Chup cautiously went down the rest of the ladder. The centipede remained completely quiet. He left the ladder and paced toward the door that led to the next lower level; and now the dryness of fear was growing in his throat. Behind him he heard the ladder being drawn up; so it had been planned, in case some officer should come while he was down below.
There was a bloated bulk of darkness that he only just avoided stepping on, when it made a feeble movement in his path. He had been told of this also. It had been a man, and was still alive, nourishing the larvae of the centipede inside itself. Perhaps its hands would someday join the thieves’ bundle over the tunneled walk; perhaps it had in fact once been a would-be thief.
In the faint light from below he could make out the way to the next lower level: an ordinary doorway led to a simple solid stair of stone, narrow and curving but quite open.
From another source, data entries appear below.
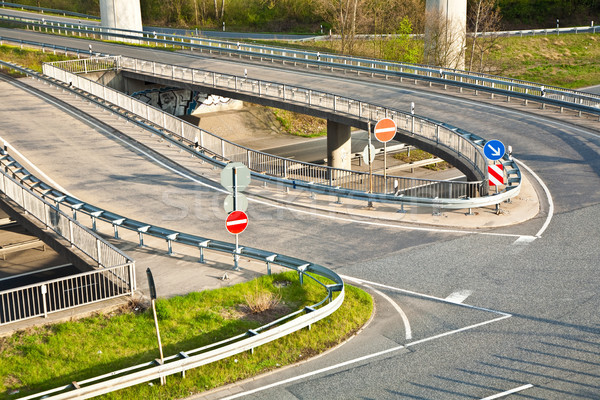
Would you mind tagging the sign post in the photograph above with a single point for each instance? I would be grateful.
(152, 287)
(494, 150)
(236, 176)
(370, 204)
(385, 130)
(236, 223)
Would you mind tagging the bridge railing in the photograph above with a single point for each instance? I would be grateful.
(288, 169)
(561, 97)
(114, 277)
(33, 300)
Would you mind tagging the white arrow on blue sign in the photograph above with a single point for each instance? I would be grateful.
(494, 150)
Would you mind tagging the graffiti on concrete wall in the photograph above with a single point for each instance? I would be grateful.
(179, 101)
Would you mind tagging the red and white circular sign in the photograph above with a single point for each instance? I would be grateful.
(236, 222)
(385, 130)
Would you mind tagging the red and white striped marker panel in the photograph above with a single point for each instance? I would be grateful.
(236, 222)
(385, 130)
(496, 174)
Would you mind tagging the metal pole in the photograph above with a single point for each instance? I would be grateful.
(385, 167)
(163, 380)
(236, 256)
(370, 163)
(234, 172)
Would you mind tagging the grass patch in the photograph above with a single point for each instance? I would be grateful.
(300, 124)
(49, 356)
(566, 60)
(419, 155)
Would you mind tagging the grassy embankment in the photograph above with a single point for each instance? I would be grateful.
(50, 356)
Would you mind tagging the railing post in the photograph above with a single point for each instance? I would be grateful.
(43, 291)
(99, 258)
(71, 232)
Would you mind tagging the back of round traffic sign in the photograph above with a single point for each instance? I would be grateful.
(385, 130)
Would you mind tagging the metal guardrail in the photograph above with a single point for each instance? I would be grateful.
(115, 276)
(399, 196)
(410, 189)
(184, 360)
(48, 10)
(41, 299)
(529, 91)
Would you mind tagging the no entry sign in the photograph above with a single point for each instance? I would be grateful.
(385, 130)
(236, 222)
(496, 174)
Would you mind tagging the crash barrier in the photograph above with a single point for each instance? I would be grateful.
(188, 359)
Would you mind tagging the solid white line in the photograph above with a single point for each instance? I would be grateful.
(548, 196)
(425, 296)
(359, 359)
(515, 390)
(407, 328)
(39, 173)
(459, 297)
(331, 217)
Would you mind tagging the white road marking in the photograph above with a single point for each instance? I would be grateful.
(503, 394)
(407, 328)
(524, 240)
(548, 196)
(425, 296)
(459, 297)
(331, 217)
(359, 359)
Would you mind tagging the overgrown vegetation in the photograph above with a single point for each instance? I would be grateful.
(569, 61)
(420, 155)
(302, 16)
(32, 59)
(300, 124)
(50, 356)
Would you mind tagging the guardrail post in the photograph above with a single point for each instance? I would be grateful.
(98, 252)
(44, 291)
(71, 232)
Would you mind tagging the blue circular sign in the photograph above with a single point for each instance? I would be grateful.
(494, 149)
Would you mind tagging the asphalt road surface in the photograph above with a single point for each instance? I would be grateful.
(490, 311)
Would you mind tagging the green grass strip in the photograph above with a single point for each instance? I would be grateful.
(46, 357)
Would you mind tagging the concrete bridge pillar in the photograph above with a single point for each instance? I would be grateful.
(121, 14)
(445, 33)
(339, 150)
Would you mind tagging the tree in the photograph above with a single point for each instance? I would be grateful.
(484, 17)
(445, 37)
(401, 47)
(343, 16)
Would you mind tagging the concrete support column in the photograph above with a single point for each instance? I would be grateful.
(121, 14)
(339, 150)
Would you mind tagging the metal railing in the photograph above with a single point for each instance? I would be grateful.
(47, 10)
(461, 145)
(401, 194)
(41, 299)
(30, 296)
(560, 97)
(115, 276)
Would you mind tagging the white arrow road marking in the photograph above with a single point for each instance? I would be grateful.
(524, 240)
(459, 297)
(495, 152)
(397, 308)
(504, 394)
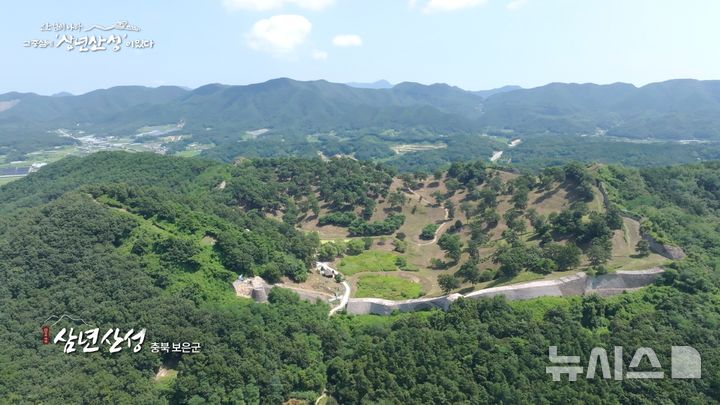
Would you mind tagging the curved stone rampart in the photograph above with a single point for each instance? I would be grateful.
(576, 284)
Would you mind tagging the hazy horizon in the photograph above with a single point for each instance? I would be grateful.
(472, 44)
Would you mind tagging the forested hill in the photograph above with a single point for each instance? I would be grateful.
(146, 241)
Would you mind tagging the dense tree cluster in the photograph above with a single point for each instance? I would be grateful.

What was below had no desire nor occasion to come up, and the centipede would be too frightened to go down.
Chup went down, armed with the three words of magic Hann had taught him. They weighed now like swallowed arrows in his throat, syllables not fit for ordinary men to bear. Chup went down the curving stair, and before him the increasing light carried a hint of the color of gold.
As he had been instructed, Chup counted the turnings of the stair, and stopped on what should be the last, before the source of light ahead could come into his view. There he drew in his breath, and said, clearly and loudly, pausing after each word, the three words of the incantation.
With the first word, there fell a silence in the air, where before he had only thought the air was silent; there had been a certain quiet murmuring that he was not aware of until it ceased.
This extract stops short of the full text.